Melmac était le nom d’une planète fictive de la série télé Alf à la fin des années 80 et c’était plutôt pour les gosses. Ce que n’est pas du tout la musique de Salo. Sauf si vous voulez qu’ils deviennent des têtes brûlées ou des hyperactifs à tendance psychotique. Pochette en forme de gros clin d’œil au film La nuit du chasseur (1955) avec Robert Mitchum mais Salo n’a gardé que le hate, on verra plus tard ou pas du tout d’ailleurs pour Love. Vu comme ça, From Melmac With Hate est une étrange association de concepts incompatibles. Ce que Salo, nouveau trio lyonnais, balaie d’un vif et vigoureux revers de main.
Noise-rock, punk avec des inclinaisons garage (mais il est permis d’inverser/mélanger l’ordre de ces qualificatifs), Salo déboule dans le paysage telle une boule de feu dans un champ de coton et ça devient rapidement impossible à circonscrire. Vu en concert le vendredi 25 février dernier au Marquis de Sade (Rennes), l’album arrive à dégager une intensité qui rappelle fortement la scène. C’est un bel exploit (la captation dans des conditions live à Grrrnd Zero Concert Room n’est évidemment pas étrangère à cette sensation). Avec toutes les subtilités requises supplémentaires qu’un enregistrement permet parce que ce premier album n’est pas seulement une question d’énergie que Salo a viscéralement collé au corps, c’est une tonne d’accroches cuisinées à feu soutenu sans jamais se brûler les mains. Salo file grand train mais n’a pas oublié les mélodies en route, des mélodies corrompues creusant des sillons qui ne vont qu’en s’accentuant dans le plaisir acide et le tourbillon irrémédiablement entraînant. La rythmique (Charlotte Desigaud, basse et Samy Delabre, batterie) inarrêtable vous promène de long en large, ne vous lâche pas, bouscule et vivifie. Et quand Salo semble se poser et que le ton se fait plus grave sur le magnifique Tasmanian Tiger (for Nikita), la tension est toujours là, l’effervescence prête à vous ensevelir de sa main chaude et néanmoins bienveillante.

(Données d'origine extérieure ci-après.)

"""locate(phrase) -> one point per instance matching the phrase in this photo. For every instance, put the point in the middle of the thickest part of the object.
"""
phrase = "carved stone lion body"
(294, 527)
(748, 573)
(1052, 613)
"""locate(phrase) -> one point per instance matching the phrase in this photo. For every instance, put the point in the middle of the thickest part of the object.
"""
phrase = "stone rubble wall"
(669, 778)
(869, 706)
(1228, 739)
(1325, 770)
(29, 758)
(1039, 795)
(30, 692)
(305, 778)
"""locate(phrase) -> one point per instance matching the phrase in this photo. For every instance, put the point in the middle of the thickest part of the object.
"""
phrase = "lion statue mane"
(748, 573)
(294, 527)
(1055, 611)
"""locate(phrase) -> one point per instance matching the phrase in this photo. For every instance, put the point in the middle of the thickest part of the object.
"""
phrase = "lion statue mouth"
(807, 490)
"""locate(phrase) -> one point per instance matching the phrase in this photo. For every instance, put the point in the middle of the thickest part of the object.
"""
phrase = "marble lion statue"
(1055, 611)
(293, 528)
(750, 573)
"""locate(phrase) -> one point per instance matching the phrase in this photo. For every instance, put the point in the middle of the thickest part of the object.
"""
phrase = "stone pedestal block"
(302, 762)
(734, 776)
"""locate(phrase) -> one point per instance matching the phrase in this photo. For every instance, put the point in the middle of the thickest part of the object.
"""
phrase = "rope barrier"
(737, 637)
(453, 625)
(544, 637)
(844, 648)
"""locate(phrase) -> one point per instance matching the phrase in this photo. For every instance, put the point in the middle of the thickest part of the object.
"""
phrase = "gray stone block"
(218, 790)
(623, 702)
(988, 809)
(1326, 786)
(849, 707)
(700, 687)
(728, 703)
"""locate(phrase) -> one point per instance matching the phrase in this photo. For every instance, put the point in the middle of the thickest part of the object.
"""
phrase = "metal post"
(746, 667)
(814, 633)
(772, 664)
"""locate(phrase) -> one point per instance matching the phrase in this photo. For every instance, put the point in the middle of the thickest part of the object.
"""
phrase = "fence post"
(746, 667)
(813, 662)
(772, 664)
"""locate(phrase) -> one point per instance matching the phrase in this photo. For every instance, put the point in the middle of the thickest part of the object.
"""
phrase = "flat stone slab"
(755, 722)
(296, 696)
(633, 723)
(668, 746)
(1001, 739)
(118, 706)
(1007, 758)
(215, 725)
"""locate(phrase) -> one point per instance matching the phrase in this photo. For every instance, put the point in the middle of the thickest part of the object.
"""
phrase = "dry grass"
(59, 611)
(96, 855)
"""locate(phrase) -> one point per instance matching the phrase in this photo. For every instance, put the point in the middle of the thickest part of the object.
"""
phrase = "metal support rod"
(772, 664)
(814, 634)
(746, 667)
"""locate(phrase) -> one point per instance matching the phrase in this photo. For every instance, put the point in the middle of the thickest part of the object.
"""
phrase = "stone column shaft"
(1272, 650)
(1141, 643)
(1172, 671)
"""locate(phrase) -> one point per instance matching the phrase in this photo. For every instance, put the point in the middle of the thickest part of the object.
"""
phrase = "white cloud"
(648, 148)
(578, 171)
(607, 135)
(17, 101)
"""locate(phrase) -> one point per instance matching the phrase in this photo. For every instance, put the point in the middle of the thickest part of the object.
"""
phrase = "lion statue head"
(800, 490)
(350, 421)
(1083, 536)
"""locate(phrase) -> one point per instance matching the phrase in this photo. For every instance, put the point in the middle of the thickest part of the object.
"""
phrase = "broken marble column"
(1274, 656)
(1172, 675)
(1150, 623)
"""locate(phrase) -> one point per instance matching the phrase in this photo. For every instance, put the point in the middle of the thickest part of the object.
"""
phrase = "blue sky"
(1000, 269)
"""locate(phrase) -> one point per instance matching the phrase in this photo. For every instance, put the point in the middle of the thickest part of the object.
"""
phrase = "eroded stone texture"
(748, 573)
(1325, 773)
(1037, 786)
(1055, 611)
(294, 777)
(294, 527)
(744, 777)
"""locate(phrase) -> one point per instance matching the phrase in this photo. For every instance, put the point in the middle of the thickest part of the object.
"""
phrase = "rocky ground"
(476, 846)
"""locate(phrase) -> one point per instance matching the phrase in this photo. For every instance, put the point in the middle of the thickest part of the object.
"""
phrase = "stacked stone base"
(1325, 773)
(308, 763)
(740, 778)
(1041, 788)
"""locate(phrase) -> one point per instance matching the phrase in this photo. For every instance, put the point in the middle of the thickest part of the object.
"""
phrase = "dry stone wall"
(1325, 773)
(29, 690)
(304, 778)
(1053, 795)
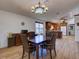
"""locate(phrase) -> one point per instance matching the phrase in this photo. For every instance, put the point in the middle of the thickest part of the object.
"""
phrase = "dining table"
(38, 40)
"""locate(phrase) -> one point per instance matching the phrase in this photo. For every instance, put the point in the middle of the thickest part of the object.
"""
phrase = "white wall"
(76, 28)
(10, 22)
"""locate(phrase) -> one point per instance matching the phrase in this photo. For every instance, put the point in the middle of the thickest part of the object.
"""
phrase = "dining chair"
(27, 48)
(49, 45)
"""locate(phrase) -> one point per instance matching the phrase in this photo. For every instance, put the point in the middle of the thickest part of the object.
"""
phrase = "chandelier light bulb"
(39, 9)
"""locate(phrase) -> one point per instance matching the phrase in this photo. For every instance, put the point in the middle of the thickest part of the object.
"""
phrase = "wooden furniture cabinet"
(15, 40)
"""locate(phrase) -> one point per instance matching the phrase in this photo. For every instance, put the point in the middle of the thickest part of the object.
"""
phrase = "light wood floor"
(66, 48)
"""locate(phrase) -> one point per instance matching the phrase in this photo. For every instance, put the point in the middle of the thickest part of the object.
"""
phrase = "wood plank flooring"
(66, 48)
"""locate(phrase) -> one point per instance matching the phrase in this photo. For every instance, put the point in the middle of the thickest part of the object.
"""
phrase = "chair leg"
(42, 53)
(55, 51)
(50, 54)
(23, 54)
(28, 55)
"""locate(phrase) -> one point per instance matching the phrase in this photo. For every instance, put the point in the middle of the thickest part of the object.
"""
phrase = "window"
(39, 27)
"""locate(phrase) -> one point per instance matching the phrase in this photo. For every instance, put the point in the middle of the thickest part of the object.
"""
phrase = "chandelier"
(39, 8)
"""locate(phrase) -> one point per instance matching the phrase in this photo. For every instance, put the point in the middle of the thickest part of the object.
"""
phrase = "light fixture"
(39, 9)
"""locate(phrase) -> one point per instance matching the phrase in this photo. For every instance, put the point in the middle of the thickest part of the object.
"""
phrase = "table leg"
(37, 52)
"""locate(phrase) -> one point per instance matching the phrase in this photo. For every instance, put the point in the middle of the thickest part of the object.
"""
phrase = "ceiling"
(23, 7)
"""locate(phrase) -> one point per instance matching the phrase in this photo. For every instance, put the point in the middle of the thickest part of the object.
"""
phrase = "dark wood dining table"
(38, 40)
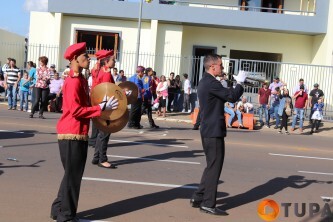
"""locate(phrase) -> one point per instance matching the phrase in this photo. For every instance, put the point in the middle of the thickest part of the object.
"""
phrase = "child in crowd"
(24, 91)
(317, 115)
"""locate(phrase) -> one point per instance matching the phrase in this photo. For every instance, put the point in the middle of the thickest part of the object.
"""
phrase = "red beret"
(75, 50)
(102, 54)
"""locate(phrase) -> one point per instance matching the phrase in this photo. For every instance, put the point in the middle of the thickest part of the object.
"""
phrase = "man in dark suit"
(212, 96)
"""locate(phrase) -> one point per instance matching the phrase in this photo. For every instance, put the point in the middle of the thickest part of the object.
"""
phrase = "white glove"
(110, 104)
(128, 92)
(240, 78)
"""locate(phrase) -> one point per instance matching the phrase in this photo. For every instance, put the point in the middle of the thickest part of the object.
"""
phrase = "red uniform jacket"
(75, 119)
(100, 76)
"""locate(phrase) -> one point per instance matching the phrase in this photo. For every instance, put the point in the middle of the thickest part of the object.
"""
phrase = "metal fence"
(164, 64)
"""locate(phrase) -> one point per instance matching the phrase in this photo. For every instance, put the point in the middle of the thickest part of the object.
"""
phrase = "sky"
(15, 14)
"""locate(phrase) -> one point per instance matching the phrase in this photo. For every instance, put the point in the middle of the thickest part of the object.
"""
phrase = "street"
(158, 170)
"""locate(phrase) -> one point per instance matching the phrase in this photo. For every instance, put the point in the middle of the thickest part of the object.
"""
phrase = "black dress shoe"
(53, 217)
(195, 203)
(213, 211)
(112, 166)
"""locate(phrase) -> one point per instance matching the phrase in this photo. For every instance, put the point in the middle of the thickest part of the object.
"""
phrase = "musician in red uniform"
(72, 129)
(103, 74)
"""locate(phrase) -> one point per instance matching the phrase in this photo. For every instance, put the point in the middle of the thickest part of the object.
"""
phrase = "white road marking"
(320, 173)
(154, 144)
(140, 183)
(306, 157)
(143, 158)
(9, 131)
(83, 220)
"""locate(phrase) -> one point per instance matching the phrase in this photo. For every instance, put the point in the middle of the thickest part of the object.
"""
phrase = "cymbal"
(109, 89)
(111, 126)
(131, 99)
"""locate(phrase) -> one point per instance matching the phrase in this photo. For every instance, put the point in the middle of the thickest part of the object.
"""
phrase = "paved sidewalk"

From Melmac With Hate grésille, ne cherche pas à polir, se joue de la saleté comme des codes du garage-rock pour l’amener dans des retranchements et déhanchements plus noise, durs, anguleux, volontaristes aussi parfois en fonçant dans le tas sans se retourner (Guillotine, Fakir, Speed Missile). Le chant du guitariste Romano Krang à la tonalité particulière semblant évoluer dans des sphères où l’oxygène vient à manquer, perçant, névrosé, participant aussi à brouiller les pistes tout en rajoutant une couche de frénésie. Mais ce qui ressort de tout ça, c’est le sens acéré du rock’n’roll que Salo possède comme une seconde peau qui sent le vieux cuir avec de la classe par-dessus pour écrire des morceaux comme Algeria, Knee KO, Raptors Cult ou encore le long Dick Hunter au parfum plus psychédélique qui en disent long sur le talent du trio. From Melmac With Hate et avec tout notre amour.